This gives us the critical point $(x,y)=(3,0)$. Since its distance from the origin is less than $6$, we know it is within the circular region.

Next, we may employ the second partials test to determine the nature of the critical point.

Let:

\(\displaystyle D(x,y)=f_{xx}(x,y)f_{yy}(x,y)-\left(f_{xy}(x,y) \right)^2\)

Thus:

\(\displaystyle D(x,y)=12\cdot6-\left(0 \right)^2=72>0\)

Since \(\displaystyle f_{xx}(3,0)=12>0\) we conclude that the critical point $(3,0)$ is a relative minimum.

Now we want to check the boundary. In order to examine $f$ on the boundary of the region, we may represent the circle $x^2+y^2=6^2$ by means of the parametric equations $x=6\cos(t),\,y=6\sin(t),\,0\le t\le 2\pi$. Thus, on the boundary we can write $f$ as a function of a single variable $t$:

\(\displaystyle f(\cos(t),\sin(t))=f(t)=6\left(6\cos(t) \right)^2+3\left(6\sin(t) \right)^2-36\left(6\cos(t) \right)-1=108\cos^2(t)-216\cos(t)+107\)
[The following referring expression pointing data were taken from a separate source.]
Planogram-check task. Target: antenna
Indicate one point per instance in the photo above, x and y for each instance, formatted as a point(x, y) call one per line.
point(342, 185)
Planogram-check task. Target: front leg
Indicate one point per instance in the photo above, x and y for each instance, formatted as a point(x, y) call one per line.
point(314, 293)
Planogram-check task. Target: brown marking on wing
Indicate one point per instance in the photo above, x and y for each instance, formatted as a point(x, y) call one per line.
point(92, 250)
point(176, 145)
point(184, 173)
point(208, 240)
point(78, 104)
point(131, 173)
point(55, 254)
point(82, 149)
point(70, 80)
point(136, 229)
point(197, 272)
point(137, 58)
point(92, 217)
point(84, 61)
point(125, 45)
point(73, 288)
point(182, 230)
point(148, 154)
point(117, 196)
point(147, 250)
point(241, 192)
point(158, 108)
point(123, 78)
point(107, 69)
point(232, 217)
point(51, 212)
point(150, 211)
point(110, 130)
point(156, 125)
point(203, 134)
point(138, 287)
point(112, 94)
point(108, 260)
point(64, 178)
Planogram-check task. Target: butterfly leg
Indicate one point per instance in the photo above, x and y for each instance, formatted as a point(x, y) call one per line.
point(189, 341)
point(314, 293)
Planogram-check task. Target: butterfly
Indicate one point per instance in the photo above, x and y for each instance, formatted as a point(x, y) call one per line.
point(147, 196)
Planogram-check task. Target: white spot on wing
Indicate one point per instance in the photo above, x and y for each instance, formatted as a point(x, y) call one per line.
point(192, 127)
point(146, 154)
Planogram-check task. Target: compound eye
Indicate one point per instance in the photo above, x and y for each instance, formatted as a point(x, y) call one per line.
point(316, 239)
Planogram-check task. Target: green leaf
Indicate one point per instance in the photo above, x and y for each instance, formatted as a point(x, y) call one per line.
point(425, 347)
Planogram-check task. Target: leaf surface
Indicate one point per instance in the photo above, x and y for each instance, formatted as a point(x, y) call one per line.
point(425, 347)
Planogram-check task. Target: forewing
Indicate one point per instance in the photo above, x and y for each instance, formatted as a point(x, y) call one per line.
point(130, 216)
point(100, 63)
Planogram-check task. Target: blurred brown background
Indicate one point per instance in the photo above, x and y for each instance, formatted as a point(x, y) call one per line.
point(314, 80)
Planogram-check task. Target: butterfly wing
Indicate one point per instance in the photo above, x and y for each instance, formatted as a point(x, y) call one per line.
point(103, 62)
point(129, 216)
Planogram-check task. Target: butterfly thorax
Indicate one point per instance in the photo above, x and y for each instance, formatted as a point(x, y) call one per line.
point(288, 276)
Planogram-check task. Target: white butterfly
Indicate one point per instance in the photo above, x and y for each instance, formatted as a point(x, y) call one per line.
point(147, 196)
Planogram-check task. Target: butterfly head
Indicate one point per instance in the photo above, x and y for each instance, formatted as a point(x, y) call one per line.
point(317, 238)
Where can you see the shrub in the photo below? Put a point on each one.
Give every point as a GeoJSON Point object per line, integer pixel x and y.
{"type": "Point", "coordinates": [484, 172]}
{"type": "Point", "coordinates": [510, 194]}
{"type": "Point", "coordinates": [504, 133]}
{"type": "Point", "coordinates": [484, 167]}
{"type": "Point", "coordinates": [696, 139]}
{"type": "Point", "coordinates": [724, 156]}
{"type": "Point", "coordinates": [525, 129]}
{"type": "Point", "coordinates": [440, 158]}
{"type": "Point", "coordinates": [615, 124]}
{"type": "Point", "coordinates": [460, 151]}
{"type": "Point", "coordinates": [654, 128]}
Differentiating with respect to $t$ and equating to zero, we find:

\(\displaystyle f'(t)=-216\cos(t)\sin(t)+216\sin(t)=216\sin(t)\left(1-\cos(t) \right)=0\)

This gives us the critical values for $t$:

\(\displaystyle t=0,\,\pi,\,2\pi\)

Since the first and third critical values are boundary values for $t$, and because the parametrization of $x$ and $y$ have the same value for these two values, we need only consider:

\(\displaystyle t=0,\,\pi\)

This gives us the two critical points:

\(\displaystyle \left(x(0),y(0) \right)=(6,0)\)
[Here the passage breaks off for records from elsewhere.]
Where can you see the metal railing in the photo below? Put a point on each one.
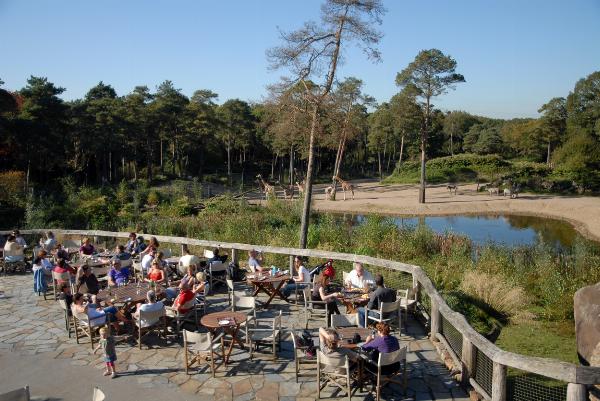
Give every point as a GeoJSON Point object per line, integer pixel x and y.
{"type": "Point", "coordinates": [482, 363]}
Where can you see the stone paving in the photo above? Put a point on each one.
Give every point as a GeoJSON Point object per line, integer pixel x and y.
{"type": "Point", "coordinates": [31, 326]}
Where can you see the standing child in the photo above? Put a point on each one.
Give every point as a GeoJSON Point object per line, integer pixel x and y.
{"type": "Point", "coordinates": [107, 343]}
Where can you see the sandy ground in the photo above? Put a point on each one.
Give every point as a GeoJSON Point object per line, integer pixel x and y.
{"type": "Point", "coordinates": [583, 212]}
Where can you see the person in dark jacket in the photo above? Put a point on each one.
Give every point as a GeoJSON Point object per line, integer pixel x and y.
{"type": "Point", "coordinates": [381, 294]}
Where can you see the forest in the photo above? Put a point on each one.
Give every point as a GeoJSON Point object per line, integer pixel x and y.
{"type": "Point", "coordinates": [105, 137]}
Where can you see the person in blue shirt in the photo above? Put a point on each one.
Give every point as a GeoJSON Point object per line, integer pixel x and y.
{"type": "Point", "coordinates": [118, 275]}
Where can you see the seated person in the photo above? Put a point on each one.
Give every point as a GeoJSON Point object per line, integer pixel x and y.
{"type": "Point", "coordinates": [300, 281]}
{"type": "Point", "coordinates": [118, 275]}
{"type": "Point", "coordinates": [96, 313]}
{"type": "Point", "coordinates": [140, 245]}
{"type": "Point", "coordinates": [150, 306]}
{"type": "Point", "coordinates": [121, 253]}
{"type": "Point", "coordinates": [187, 259]}
{"type": "Point", "coordinates": [19, 238]}
{"type": "Point", "coordinates": [65, 295]}
{"type": "Point", "coordinates": [63, 267]}
{"type": "Point", "coordinates": [147, 261]}
{"type": "Point", "coordinates": [319, 293]}
{"type": "Point", "coordinates": [185, 296]}
{"type": "Point", "coordinates": [217, 257]}
{"type": "Point", "coordinates": [359, 277]}
{"type": "Point", "coordinates": [86, 282]}
{"type": "Point", "coordinates": [156, 273]}
{"type": "Point", "coordinates": [131, 245]}
{"type": "Point", "coordinates": [48, 243]}
{"type": "Point", "coordinates": [255, 260]}
{"type": "Point", "coordinates": [87, 249]}
{"type": "Point", "coordinates": [381, 294]}
{"type": "Point", "coordinates": [329, 340]}
{"type": "Point", "coordinates": [189, 279]}
{"type": "Point", "coordinates": [382, 342]}
{"type": "Point", "coordinates": [152, 246]}
{"type": "Point", "coordinates": [61, 253]}
{"type": "Point", "coordinates": [13, 251]}
{"type": "Point", "coordinates": [43, 262]}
\(\displaystyle \left(x(\pi),y(\pi) \right)=(-6,0)\)

Now, we may use the second derivative test to determine the nature of these extrema. Let's write the first derivative as:

\(\displaystyle f'(t)=-108\sin(2t)+216\sin(t)\)

Differentiating, we find:

\(\displaystyle f''(t)=-216\cos(2t)+216\cos(t)\)

Checking the critical values:

\(\displaystyle f''(0)=0\)

The second derivative test is inconclusive for this point, so using the first derivative test, we find:

\(\displaystyle f'\left(\frac{\pi}{2} \right)=216>0\)

\(\displaystyle f'\left(\frac{3\pi}{2} \right)=-216<0\)

Hence the point $(6,0)$ is a relative minimum.

\(\displaystyle f''(\pi)=-432<0\)

Hence the point $(-6,0)$ is a relative maximum.

So, we now know:

\(\displaystyle f_{\max}=f(-6,0)=6(-6)^2+3(0)^2-36(-6)-1=431\)

\(\displaystyle f_{\min}=f(3,0)=6(3)^2+3(0)^2-36(3)-1=-55\)